Fig 2: Both IL-17 and IL-22 induce an increase in IKKα expression in Neoderm. Neoderm tissues were cultured under 100 ng/ml of IL-17 or IL-22 for 48 hours and fixed for H&E and immunohistochemical staining assays. The results shown are representative of the three independent batches of Neoderm experiments.
Fig 3: Cell cycle analysis demonstrates that HaCaT cells cultured by switching into high calcium concentrations (Ca 2.8 mM) evidenced an elevated proportion of G0/G1 phase, regardless of IL-17 and IL-22 treatment. By way of contrast, HaCaT cells maintained at low calcium concentrations (Ca 0.06 mM) evidenced more cells in S- or G2/M phase compared with those transferred to a medium containing 2.8 mM of calcium. The data are expressed as the means±standard error of the mean and the statistical differences were analyzed between low- and high-calcium treated groups in each of the experiments. PI=(S+G2/M)/(G0/G1+S+G2/M). NS: not significant, PI: proliferation index. **p<0.01; *p<0.05.
Fig 4: IL-17 and IL-22 induce pro-inflammatory cytokine production in HaCaT cells. HaCaT cells were cultured under 100 ng/ml of IL-17 or IL-22 for 48 hours, with or without preincubation of PS1145, at a concentration of 10µM for an hour and collected culture supernatant for ELISA. The data are expressed as the means±standard error of the mean at three independent experiments. NS: not significant. *p<0.05.

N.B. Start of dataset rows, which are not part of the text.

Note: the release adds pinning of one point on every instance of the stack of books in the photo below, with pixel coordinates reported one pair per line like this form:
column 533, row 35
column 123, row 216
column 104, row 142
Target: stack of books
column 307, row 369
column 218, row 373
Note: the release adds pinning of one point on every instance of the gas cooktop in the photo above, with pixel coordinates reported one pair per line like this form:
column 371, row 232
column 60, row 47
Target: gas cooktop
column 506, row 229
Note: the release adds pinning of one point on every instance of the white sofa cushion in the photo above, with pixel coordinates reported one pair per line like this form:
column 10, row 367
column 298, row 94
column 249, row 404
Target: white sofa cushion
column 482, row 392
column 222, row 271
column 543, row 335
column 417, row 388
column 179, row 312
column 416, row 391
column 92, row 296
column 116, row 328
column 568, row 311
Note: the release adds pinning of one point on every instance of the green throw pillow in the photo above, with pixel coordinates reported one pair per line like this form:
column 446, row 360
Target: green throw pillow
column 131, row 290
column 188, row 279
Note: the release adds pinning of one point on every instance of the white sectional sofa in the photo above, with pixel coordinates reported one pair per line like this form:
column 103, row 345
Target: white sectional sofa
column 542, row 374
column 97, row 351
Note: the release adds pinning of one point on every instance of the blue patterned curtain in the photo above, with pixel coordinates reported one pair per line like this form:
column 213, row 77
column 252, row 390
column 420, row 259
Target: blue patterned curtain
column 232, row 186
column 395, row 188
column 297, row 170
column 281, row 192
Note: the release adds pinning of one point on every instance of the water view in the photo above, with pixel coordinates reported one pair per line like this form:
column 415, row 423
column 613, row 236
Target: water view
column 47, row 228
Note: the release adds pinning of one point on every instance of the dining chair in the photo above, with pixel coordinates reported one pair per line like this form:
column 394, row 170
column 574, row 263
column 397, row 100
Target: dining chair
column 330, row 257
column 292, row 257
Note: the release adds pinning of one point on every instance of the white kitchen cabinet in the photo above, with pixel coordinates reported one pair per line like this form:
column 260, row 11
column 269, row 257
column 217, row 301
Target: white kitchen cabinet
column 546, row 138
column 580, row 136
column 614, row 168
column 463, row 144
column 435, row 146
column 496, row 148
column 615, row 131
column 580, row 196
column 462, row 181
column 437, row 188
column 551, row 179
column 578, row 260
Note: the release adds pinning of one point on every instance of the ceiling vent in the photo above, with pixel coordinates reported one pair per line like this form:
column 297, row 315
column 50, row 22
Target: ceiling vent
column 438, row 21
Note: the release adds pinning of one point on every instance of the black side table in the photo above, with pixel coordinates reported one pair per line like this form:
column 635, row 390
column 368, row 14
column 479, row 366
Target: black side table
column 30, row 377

Fig 5: Elevated IKKα levels in inflammatory mice ears, evoked by IL-17 and IL-22 injection. Skin inflammation, edema, and acanthosis, which were involved in the infiltration of neutrophils and dendritic cells into the ear skin of C57BL/6 WT mice, but less profound inflammatory changes, were noted in the sham controls. Each ear of C57BL/6 WT mice were injected intradermally with 3µg of IL-17 and IL-22 for two consecutive days in a total volume of 30µl. The control group of mice was injected with the same volumes of phosphate-buffered saline (PBS) via an identical route.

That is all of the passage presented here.